Corset slip costs police 50,000 pounds

Anthony Gilbey, a member of the gin family, yesterday accepted 'very substantial' High Court damages from Suffolk police for assault, false imprisonment and malicious prosecution following his arrest in a gentlemen's lavatory.

Mr Gilbey, 59, said afterwards he had received pounds 50,000 damages and pounds 35,000 costs for 'three and a half years of absolute hell'.

His counsel, Edward Garnier, told Mr Justice Alliott that Mr Gilbey went into a cubicle in a lavatory in Beccles, Suffolk, in June 1989, unaware that police were keeping watch. The police radioed a colleague to say that Mr Gilbey, who has to wear surgical stockings and a corset to deal with a thrombosis, was committing acts of gross indecency with another man.

Mr Gilbey was doing no such thing, Mr Garnier said. Nor was he guilty of conduct likely to cause a breach of the peace, which was the reason the police gave for arresting him.

Over 10 hours of questioning, the police also arrested him on suspicion of being concerned in the murder of a woman whose body had been found on land belonging to the family of his wife, Lady Penelope Gilbey. He was released on bail on charges of gross indecency and breach of the peace, and on suspicion of murder.

At Mr Gilbey's trial, at Ipswich Crown Court in January 1990, on a charge under the Sexual Offences Act, the prosecution offered no evidence against him.
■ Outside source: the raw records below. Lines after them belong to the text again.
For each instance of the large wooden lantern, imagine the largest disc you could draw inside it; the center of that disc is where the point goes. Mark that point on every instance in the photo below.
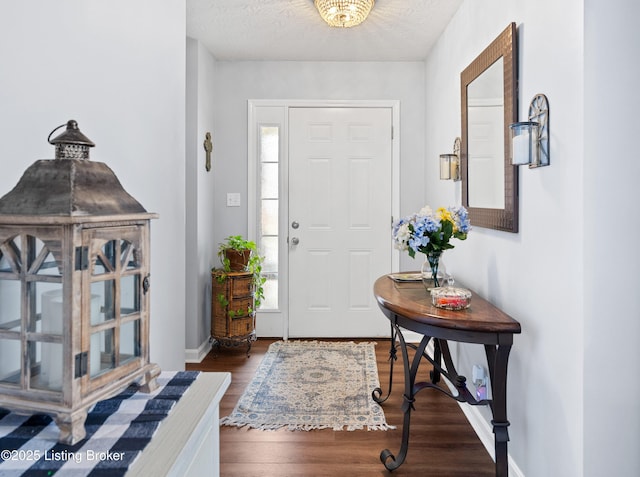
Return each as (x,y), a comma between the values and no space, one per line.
(74,288)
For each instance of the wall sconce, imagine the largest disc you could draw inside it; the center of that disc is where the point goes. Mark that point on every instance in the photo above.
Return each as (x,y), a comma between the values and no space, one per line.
(450,163)
(530,139)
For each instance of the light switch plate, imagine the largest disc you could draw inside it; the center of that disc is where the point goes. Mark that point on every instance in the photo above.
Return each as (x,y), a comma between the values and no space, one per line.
(233,199)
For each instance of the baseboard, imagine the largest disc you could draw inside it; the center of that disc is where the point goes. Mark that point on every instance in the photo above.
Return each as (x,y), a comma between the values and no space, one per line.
(480,426)
(197,355)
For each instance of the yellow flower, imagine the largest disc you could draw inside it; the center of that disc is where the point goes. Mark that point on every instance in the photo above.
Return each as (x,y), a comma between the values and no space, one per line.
(445,214)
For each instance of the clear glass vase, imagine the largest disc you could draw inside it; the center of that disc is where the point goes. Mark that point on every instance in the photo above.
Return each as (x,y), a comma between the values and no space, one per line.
(433,271)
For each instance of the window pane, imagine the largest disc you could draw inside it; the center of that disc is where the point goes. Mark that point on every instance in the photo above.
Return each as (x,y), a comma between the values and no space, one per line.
(270,300)
(270,251)
(269,144)
(269,181)
(269,205)
(269,222)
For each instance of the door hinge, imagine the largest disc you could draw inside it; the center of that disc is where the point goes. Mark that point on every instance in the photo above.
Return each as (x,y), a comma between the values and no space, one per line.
(82,360)
(82,258)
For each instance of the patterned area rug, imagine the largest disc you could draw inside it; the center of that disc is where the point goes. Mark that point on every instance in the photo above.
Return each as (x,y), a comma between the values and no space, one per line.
(304,385)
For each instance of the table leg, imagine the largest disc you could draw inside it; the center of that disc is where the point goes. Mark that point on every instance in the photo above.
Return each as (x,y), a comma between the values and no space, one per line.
(390,461)
(377,392)
(497,360)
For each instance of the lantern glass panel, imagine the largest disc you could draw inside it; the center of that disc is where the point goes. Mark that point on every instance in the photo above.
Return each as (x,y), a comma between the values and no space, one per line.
(41,260)
(46,366)
(105,261)
(103,295)
(129,341)
(102,353)
(129,256)
(129,295)
(5,266)
(47,317)
(10,291)
(10,361)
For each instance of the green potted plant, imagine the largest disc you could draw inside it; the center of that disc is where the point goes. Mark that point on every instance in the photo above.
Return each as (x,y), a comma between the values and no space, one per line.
(238,254)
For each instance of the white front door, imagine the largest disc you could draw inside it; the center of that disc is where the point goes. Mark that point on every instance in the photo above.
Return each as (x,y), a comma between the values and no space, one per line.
(340,207)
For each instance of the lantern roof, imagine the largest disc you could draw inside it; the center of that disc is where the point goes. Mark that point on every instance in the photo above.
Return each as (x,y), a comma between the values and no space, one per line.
(69,188)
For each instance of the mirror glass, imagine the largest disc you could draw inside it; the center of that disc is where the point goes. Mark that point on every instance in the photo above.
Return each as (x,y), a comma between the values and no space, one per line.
(488,88)
(485,113)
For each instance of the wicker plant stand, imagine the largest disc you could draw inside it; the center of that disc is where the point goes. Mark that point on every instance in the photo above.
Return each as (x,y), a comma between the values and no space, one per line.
(233,317)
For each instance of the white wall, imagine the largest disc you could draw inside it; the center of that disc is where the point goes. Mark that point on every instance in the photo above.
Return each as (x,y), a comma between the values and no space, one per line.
(612,226)
(200,189)
(117,68)
(545,276)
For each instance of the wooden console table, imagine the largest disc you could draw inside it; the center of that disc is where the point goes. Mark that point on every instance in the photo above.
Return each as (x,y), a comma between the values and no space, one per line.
(408,306)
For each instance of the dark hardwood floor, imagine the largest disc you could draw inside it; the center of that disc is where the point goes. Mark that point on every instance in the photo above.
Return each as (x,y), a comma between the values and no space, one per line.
(442,442)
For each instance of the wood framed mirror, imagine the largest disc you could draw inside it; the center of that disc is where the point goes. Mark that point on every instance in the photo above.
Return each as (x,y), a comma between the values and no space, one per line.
(489,105)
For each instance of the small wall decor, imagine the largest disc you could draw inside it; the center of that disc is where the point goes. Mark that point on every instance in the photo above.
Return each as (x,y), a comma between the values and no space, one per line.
(208,147)
(450,163)
(530,139)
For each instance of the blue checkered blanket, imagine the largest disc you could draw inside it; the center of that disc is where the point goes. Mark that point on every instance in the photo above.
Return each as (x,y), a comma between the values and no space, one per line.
(118,429)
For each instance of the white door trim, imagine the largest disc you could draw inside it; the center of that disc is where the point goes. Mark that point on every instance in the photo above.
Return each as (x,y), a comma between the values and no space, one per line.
(285,104)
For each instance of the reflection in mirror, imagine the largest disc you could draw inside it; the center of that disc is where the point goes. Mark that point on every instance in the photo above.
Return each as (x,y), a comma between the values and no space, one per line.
(488,99)
(485,113)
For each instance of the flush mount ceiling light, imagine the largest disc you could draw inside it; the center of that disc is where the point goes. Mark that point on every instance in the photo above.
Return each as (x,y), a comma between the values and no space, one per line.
(344,13)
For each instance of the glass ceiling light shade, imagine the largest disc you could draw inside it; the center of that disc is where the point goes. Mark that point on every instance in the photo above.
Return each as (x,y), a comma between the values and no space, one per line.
(344,13)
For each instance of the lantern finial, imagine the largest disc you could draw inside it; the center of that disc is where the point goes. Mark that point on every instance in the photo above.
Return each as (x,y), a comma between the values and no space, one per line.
(71,144)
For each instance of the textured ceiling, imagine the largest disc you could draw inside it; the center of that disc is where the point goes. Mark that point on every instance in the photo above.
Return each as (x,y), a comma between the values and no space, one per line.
(396,30)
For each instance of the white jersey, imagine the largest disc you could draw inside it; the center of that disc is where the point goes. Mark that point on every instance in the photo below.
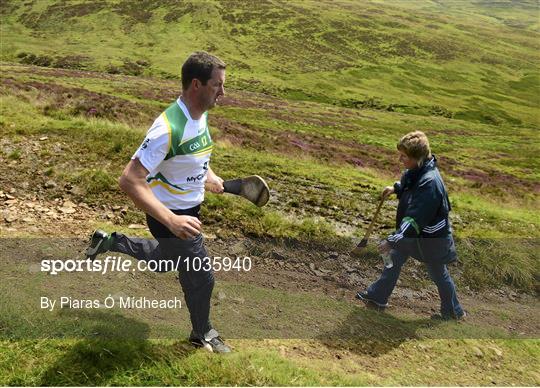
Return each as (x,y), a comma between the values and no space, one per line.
(176,152)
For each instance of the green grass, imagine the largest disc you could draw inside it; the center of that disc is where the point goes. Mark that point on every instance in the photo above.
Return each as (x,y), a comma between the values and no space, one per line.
(405,55)
(336,84)
(316,199)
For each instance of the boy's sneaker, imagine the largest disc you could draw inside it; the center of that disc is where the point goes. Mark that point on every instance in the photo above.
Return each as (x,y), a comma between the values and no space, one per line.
(211,342)
(99,243)
(446,317)
(370,302)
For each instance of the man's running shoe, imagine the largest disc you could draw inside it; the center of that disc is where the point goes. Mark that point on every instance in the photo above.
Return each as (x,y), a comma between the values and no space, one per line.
(370,302)
(211,342)
(99,243)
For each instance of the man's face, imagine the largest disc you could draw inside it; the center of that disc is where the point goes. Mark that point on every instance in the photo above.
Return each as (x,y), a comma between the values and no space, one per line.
(213,90)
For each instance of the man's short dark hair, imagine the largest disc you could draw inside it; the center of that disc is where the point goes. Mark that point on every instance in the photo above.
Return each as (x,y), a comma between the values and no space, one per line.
(199,66)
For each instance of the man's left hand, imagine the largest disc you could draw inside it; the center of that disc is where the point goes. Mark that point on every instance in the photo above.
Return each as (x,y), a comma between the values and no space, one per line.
(214,184)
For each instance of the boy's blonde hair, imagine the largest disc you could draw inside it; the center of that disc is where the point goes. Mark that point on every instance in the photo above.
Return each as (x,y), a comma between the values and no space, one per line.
(416,146)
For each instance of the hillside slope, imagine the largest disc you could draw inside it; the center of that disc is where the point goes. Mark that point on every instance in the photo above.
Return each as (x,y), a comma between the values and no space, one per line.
(470,60)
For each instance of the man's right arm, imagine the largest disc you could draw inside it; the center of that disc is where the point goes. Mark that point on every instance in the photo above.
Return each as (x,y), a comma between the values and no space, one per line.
(133,183)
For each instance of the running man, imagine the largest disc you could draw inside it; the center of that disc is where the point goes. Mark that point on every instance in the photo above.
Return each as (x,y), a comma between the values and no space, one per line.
(166,178)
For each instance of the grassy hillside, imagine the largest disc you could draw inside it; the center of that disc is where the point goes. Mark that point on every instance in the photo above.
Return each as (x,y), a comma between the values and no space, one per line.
(317,95)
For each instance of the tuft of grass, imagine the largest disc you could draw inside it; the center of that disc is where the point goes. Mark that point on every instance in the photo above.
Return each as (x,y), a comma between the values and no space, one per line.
(94,181)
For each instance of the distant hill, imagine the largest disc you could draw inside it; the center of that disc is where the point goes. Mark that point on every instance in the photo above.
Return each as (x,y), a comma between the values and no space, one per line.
(471,60)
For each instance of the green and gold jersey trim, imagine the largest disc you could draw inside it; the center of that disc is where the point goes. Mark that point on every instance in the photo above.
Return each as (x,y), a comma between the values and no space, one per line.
(176,120)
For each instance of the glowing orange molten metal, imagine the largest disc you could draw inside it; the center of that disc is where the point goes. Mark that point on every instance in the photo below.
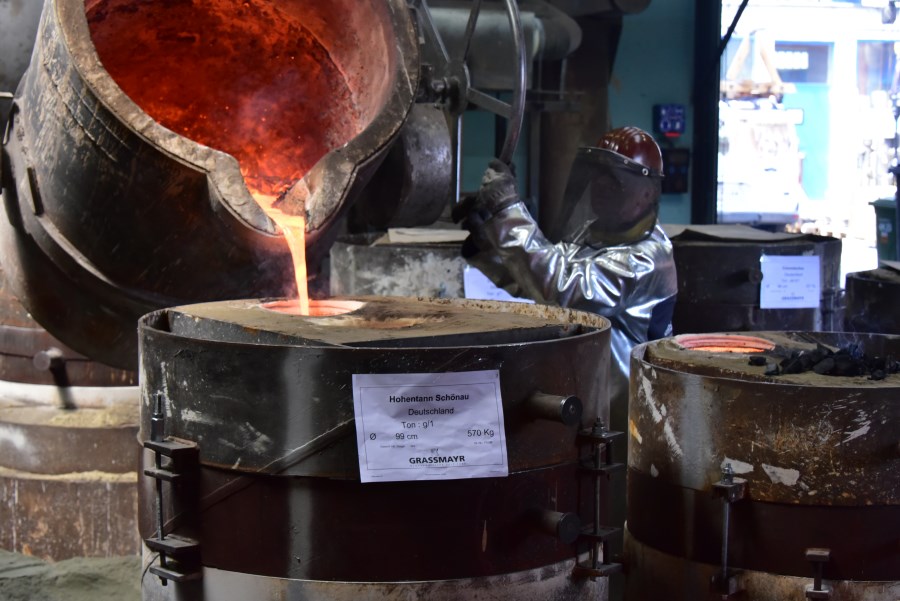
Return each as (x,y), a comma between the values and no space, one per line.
(243,77)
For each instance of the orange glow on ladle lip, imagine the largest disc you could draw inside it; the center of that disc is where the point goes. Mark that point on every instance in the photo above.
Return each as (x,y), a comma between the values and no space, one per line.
(246,77)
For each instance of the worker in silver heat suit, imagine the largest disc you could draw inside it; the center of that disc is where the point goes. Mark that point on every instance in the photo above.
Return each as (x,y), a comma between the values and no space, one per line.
(612,257)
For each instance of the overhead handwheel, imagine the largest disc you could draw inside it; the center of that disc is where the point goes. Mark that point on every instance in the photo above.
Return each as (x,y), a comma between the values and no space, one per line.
(451,82)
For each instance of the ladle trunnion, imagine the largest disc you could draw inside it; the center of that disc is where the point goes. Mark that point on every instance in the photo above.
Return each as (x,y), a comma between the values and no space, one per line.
(253,481)
(744,483)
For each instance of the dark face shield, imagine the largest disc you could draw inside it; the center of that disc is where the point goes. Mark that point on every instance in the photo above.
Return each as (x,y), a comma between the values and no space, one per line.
(609,199)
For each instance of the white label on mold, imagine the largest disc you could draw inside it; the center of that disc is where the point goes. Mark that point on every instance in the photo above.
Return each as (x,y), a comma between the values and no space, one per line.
(790,282)
(441,426)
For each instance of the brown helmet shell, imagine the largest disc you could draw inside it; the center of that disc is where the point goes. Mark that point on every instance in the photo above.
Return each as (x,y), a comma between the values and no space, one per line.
(636,144)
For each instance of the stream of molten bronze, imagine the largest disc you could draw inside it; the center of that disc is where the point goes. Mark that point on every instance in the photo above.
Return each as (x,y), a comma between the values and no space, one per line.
(238,76)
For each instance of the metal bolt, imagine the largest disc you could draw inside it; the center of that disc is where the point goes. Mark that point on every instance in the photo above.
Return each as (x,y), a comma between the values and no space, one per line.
(48,360)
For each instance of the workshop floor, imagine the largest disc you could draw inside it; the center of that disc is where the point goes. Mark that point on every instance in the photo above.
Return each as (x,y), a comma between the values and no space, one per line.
(24,578)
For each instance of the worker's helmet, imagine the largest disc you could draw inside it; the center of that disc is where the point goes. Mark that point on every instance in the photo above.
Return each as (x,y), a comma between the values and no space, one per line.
(612,195)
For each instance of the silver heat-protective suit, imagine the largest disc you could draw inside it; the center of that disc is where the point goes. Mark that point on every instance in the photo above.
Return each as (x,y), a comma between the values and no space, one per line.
(619,266)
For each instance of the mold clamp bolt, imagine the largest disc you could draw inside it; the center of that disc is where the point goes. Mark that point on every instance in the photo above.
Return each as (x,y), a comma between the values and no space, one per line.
(731,490)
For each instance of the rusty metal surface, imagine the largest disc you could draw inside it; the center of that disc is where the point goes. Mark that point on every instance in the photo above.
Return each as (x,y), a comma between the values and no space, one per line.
(48,440)
(412,186)
(83,514)
(806,439)
(872,301)
(324,529)
(260,412)
(551,583)
(216,376)
(171,221)
(654,575)
(765,537)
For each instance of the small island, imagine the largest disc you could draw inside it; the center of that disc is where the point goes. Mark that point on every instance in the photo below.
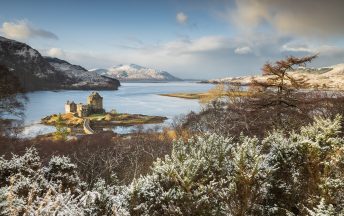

The judge directed the jury to acquit and criticised the police for their conduct.

Benjamin Browne, counsel for the Chief Constable of Suffolk, apologised unreservedly for the damage to Mr Gilbey's feelings, good name and reputation.

Mr Gilbey, of Wangford, near Beccles, and Chelsea, west London - whose action included a claim for general, aggravated and exemplary damages - said he estimated his prosecution had cost the public pounds 200,000.